The Cameras Are Always Rolling

ByABC News
December 28, 2006, 10:18 AM

— -- 2006 might not have been the most artistically productive year for Britney Spears or Lindsay Lohan. But thanks in large part to their after-hours antics, this was a huge year for celebrity-based Web sites, where their adventures and misadventures were put on view for all to see -- whether they were going out, going wild, or just going panty-less.

"From the day we turned our lights on, Britney Spears was like crack to an addict," says Harvey Levin of TMZ.com. "Bar none, the biggest celebrity we have on our Web site from day one."

Web sites like TMZ are the bleeding edge of a technological revolution, offering constant video coverage of the notorious, captured on digicams or camera phones, and posted on the Web. "What we've learned this year," says Levin, "[is that] there's plenty of material."

Just ask "Seinfeld's" Michael Richards, who dropped the "n"-word while onstage at a comedy club. Hours later, it was on the Internet. "The Michael Richards video was something that a friend of somebody on my staff had a friend who was at the club," Levin says. "He pulled out the camera and he started shooting. At midnight, we were launched."

Backed by Time Warner, TMZ has staff shooting and posting its own video of the famous in action.

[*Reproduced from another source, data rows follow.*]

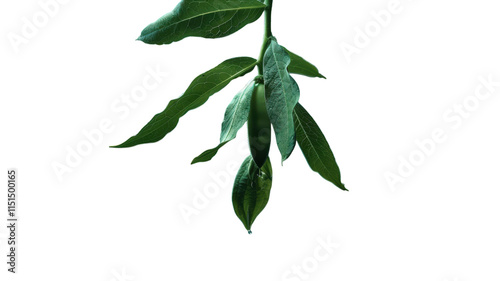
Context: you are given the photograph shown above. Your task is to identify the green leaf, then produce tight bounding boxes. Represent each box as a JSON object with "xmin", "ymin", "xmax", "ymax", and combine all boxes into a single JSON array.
[
  {"xmin": 283, "ymin": 47, "xmax": 326, "ymax": 79},
  {"xmin": 114, "ymin": 57, "xmax": 257, "ymax": 148},
  {"xmin": 137, "ymin": 0, "xmax": 266, "ymax": 45},
  {"xmin": 293, "ymin": 103, "xmax": 347, "ymax": 190},
  {"xmin": 191, "ymin": 81, "xmax": 255, "ymax": 164},
  {"xmin": 233, "ymin": 156, "xmax": 273, "ymax": 233},
  {"xmin": 264, "ymin": 38, "xmax": 300, "ymax": 162}
]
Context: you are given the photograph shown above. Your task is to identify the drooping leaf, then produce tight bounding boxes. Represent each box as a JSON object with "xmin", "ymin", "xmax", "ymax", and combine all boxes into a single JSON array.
[
  {"xmin": 138, "ymin": 0, "xmax": 266, "ymax": 45},
  {"xmin": 283, "ymin": 47, "xmax": 326, "ymax": 79},
  {"xmin": 191, "ymin": 81, "xmax": 255, "ymax": 164},
  {"xmin": 233, "ymin": 156, "xmax": 273, "ymax": 233},
  {"xmin": 264, "ymin": 38, "xmax": 300, "ymax": 162},
  {"xmin": 293, "ymin": 103, "xmax": 347, "ymax": 190},
  {"xmin": 114, "ymin": 57, "xmax": 256, "ymax": 148}
]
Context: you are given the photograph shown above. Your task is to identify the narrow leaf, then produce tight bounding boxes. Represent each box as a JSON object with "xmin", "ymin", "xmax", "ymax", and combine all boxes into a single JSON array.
[
  {"xmin": 293, "ymin": 103, "xmax": 347, "ymax": 190},
  {"xmin": 138, "ymin": 0, "xmax": 266, "ymax": 45},
  {"xmin": 264, "ymin": 38, "xmax": 300, "ymax": 162},
  {"xmin": 285, "ymin": 48, "xmax": 326, "ymax": 79},
  {"xmin": 114, "ymin": 57, "xmax": 256, "ymax": 148},
  {"xmin": 191, "ymin": 81, "xmax": 255, "ymax": 164},
  {"xmin": 233, "ymin": 156, "xmax": 273, "ymax": 233}
]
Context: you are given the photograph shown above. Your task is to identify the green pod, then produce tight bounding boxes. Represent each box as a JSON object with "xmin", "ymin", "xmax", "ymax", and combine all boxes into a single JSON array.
[{"xmin": 247, "ymin": 83, "xmax": 271, "ymax": 168}]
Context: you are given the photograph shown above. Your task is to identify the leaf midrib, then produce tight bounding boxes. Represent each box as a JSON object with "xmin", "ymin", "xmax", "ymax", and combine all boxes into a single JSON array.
[
  {"xmin": 272, "ymin": 42, "xmax": 290, "ymax": 143},
  {"xmin": 221, "ymin": 85, "xmax": 247, "ymax": 143},
  {"xmin": 145, "ymin": 62, "xmax": 256, "ymax": 139},
  {"xmin": 141, "ymin": 5, "xmax": 266, "ymax": 37}
]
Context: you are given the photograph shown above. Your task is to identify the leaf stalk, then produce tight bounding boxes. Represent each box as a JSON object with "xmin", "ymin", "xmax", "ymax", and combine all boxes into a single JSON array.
[{"xmin": 257, "ymin": 0, "xmax": 273, "ymax": 75}]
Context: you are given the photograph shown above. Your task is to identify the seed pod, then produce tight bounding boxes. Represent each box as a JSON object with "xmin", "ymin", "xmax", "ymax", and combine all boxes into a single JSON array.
[{"xmin": 247, "ymin": 83, "xmax": 271, "ymax": 168}]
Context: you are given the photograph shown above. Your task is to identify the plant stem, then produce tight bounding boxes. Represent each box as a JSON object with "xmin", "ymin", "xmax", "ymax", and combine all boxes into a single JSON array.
[{"xmin": 257, "ymin": 0, "xmax": 273, "ymax": 75}]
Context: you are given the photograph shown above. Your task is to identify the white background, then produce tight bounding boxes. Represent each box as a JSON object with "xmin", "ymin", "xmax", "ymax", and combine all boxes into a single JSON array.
[{"xmin": 0, "ymin": 0, "xmax": 500, "ymax": 281}]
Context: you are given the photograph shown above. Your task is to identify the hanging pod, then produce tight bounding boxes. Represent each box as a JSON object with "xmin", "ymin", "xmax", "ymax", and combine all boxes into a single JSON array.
[{"xmin": 247, "ymin": 82, "xmax": 271, "ymax": 168}]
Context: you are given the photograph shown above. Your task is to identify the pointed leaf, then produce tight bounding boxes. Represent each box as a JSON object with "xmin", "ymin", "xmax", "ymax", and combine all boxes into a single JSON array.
[
  {"xmin": 285, "ymin": 48, "xmax": 326, "ymax": 79},
  {"xmin": 264, "ymin": 38, "xmax": 300, "ymax": 162},
  {"xmin": 293, "ymin": 103, "xmax": 347, "ymax": 190},
  {"xmin": 114, "ymin": 57, "xmax": 256, "ymax": 148},
  {"xmin": 191, "ymin": 81, "xmax": 255, "ymax": 164},
  {"xmin": 233, "ymin": 156, "xmax": 273, "ymax": 233},
  {"xmin": 138, "ymin": 0, "xmax": 266, "ymax": 45}
]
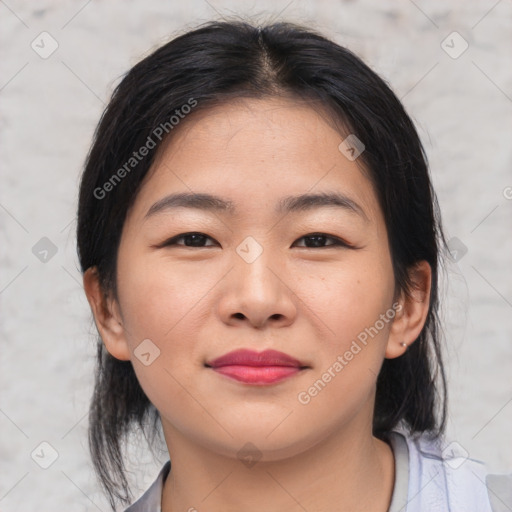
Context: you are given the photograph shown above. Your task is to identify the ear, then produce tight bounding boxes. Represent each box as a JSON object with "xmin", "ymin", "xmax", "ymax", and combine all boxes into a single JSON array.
[
  {"xmin": 385, "ymin": 261, "xmax": 432, "ymax": 359},
  {"xmin": 83, "ymin": 267, "xmax": 130, "ymax": 361}
]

But what does it say about our values that the well-known are now subject to such non-stop video scrutiny?

"For all practical purposes, privacy has ceased to exist -- at least if you're a public figure." So says Allan Mayer, whose PR firm, 42 West works with celebrities to prevent PR meltdowns.

"Every time you step out of your house, no matter whether you're going to a restaurant, a private dinner party, a club, the men's room at the Exxon station on the freeway, you run the risk of being exposed to the world. And the ability of people not only to take those pictures, but to get them circulated, is astonishing."